Improving on the Cutset Bound via a Geometric Analysis of Typical Sets
The cut-set bound developed by Cover and El Gamal in 1979 has since remained the best known upper bound on the capacity of the Gaussian relay channel. We develop a new explicit upper bound on the capacity of the Gaussian primitive relay channel which is tighter than the cut-set bound. Combined with a simple tensorization argument, this result also implies that the current capacity approximations for Gaussian relay networks, which have linear gap to the cut-set bound in the number of nodes, are order-optimal and leads to a lower bound on the pre-constant. Our approach significantly differs from the standard information-theoretic approach for proving upper bounds on the capacity of multi-user channels. We use measure concentration to analyze the probabilistic geometric relations between the typical sets of the n-letter random variables associated with a reliable code, which translate to new entropy inequalities between the random variables involved in the problem. Our approach can be extended to the discrete memoryless relay channel, and in particular, can be used to obtain surprising insights on a long-standing open problem posed by (Cover, 1987), namely, what is the minimum required relay-to-destination communication rate in order for the capacity of the relay channel to be equal to that of the broadcast cut.

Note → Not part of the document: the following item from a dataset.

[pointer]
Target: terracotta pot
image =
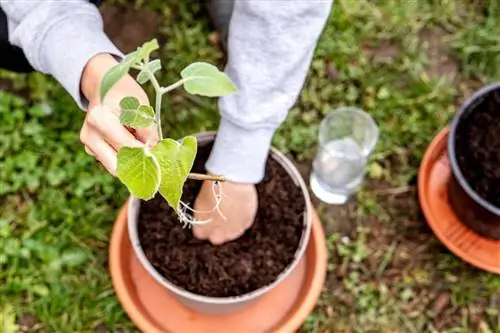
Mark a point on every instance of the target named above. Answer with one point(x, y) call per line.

Ayfer Ozgur is an Assistant Professor in the Information Systems Laboratory at Stanford University since 2012. Before joining Stanford, she was a postdoctoral researcher and a Ph.D. student at EPFL, Switzerland. She received her Ph.D. degree from EPFL in 2009 and B.Sc. and M.Sc. degrees in electrical engineering and physics from Middle East Technical University, Turkey in 2001 and 2004 respectively. From 2001 to 2004, she worked as a hardware design engineer for the Defense Industries Research and Development Institute in Turkey. She received the EPFL Best Ph.D. Thesis Award in 2010 and the NSF CAREER Award in 2013. Her research interests are in wireless and network communication, information and coding theory.